Fenomena Ahok Sulit Rambah Banyumas Raya

Peristiwa199 Dilihat
Warga dibantu petugas memasukkan kertas suara di TPS 6 Desa Bajong, Purbalingga. TPS ini dihias dengan sepeda antik untuk menarik minat warga.
Warga dibantu petugas memasukkan kertas suara di TPS 6 Desa Bajong, Purbalingga. TPS ini dihias dengan sepeda antik untuk menarik minat warga. (Kurniawan/Purwokertokita.com)

Purwokertokita.com – Keputusan Basuki Tjahya Purnama atau Ahok untuk maju sebagai petahana dalam pilihan Gubernur Jakarta Tahun 2017 melalui jalur independen cukup mengagetkan banyak pihak. Namun, fenomena tersebut dinilai belum bisa dipraktikan dalam pemilihan kepala daerah di wilayah Banyumas raya.

Menurut pengamat politik dari Universitas Jenderal Soedirman Purwokerto, Indaru Setyo Nurprojo, ada beberapa hal yang perlu diperhatikan dalam konteks majunya Ahok melalui jalur independen tersebut, terlepas dari adanya proses deparpolisasi dalam pemilihan kepala daerah.

Indaru menilai, fenomena Ahok yang memilih jalur independen dalam pemilihan Gubernur Jakarta, menegaskan bahwa pemilihan kepala daerah saat ini mengarah pada basis figur calon. Sehingga, katanya, bukan kapasitas perolehan suara di pemilihan legislatif atau jumlah raihan kursi dewan perwakilan rakyat pusat dan daerah yang menentukannya.

“Dengan kata lain, figur dari calon lebih dominan diperhatikan pemilih daripada partai politik. Sehingga, basis ideologi partai politik makin lama makin menipis dalam pilkada,” katanya kepada Purwokertokita.com.

Selain itu, ia menilai pemilih juga melihat figur yang muncul dalam ajang kontestasi politik tersebut dari rekam jejaknya. Dari masa lalunya itu, katanya, pemilih tidak kemudian asal untuk memilih.

“Pemilihnya sangat memperhatikan sekali baik buruk calon dalam memimpin maupun kepribadian. Selain itu, moralitas kinerja menjadi salah satu pedomannya,” jelasnya.

Meski begitu, Indaru menilai fenomena Ahok di Jakarta belum bisa menyebar begitu saja hingga Banyumas raya. Dia menilai banyak faktor yang membuat masyarakat belum terbiasa dengan adanya calon independen dalam ajang pemilihan kepala daerah, seperti di Banyumas raya.

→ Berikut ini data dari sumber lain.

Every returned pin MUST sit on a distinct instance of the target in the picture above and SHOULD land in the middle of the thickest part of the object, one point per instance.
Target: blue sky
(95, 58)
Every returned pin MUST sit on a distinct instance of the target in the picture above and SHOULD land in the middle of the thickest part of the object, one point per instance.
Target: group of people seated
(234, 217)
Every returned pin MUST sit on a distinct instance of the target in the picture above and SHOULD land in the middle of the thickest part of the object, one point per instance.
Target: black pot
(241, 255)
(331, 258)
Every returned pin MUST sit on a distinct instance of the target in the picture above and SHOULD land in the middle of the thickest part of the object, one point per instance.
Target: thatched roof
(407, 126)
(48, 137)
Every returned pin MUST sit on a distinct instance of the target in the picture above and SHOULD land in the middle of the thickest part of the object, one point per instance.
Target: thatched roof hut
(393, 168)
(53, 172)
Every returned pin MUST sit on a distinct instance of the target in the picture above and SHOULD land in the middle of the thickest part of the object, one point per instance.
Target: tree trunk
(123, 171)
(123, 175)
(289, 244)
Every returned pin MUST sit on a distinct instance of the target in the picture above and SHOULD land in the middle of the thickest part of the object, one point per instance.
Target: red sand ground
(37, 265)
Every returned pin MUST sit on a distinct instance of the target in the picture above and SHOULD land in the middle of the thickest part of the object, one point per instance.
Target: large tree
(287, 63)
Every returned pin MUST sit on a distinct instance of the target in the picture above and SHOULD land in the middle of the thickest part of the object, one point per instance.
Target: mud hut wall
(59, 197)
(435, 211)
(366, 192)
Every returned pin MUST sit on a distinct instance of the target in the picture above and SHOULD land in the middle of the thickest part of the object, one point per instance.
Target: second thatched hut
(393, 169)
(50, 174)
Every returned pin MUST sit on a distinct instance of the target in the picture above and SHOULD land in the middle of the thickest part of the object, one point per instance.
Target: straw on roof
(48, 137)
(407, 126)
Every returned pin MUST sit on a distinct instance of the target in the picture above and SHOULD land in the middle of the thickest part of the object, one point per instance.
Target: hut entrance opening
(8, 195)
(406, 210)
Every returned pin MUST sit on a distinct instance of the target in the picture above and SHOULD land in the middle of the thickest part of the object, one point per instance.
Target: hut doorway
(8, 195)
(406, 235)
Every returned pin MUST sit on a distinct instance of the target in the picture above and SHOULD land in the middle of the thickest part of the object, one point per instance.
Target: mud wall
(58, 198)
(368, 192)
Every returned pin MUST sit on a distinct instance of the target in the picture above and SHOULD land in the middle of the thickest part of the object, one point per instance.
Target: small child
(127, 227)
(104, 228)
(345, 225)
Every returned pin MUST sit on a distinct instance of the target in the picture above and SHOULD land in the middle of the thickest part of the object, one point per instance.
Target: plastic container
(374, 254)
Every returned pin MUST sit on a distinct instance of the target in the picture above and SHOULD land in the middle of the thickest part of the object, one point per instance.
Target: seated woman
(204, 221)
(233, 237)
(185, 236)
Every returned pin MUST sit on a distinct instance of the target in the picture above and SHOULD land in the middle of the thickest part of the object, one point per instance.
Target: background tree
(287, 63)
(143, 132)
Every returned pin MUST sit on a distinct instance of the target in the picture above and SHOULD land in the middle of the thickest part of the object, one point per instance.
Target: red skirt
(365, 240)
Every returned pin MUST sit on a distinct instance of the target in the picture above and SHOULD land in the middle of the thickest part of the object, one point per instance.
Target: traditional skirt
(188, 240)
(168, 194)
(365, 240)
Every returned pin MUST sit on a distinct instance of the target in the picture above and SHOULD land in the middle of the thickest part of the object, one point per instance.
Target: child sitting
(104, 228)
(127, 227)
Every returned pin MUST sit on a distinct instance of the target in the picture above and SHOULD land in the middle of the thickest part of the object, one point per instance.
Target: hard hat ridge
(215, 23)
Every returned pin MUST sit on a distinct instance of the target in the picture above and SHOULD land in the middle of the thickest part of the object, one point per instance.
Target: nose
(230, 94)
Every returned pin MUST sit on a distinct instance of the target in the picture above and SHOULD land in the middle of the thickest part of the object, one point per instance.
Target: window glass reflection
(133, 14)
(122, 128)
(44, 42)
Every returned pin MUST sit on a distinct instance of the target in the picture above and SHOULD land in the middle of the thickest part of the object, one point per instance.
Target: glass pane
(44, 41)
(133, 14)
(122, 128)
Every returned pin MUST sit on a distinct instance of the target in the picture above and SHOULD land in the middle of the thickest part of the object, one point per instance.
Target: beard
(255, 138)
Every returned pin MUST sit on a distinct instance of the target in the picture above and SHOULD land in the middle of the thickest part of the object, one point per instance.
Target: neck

“Persoalan tersebut, lebih kepada masalah minimnya informasi yang bisa diakses warga untuk menilai calon pemimpin mereka,” katanya.

Selain itu, katanya, kekuatan politik uang dalam ajang pemilihan kepala daerah masih terasa kental. Tak hanya itu, ia juga menilai calon independen akan sulit maju dalam pertarungan politik tersebut, jika tidak menggunakan jurus yang sama dalam praktik yang dilakukan partai politik.

“Untuk di daerah, karakter masyarakat yang belum mengenal calon dengan baik, sumber info yang terbatas tentang calon, akhirnya banyak dimanipulasi oleh tim sukses dengan info bombastis dan politik uang. Kalau toh ada yang independen, dia harus menggunakan pola partai politik di Banyumas raya, untuk merebut masa partai politik dan yang mengambang,” jelasnya.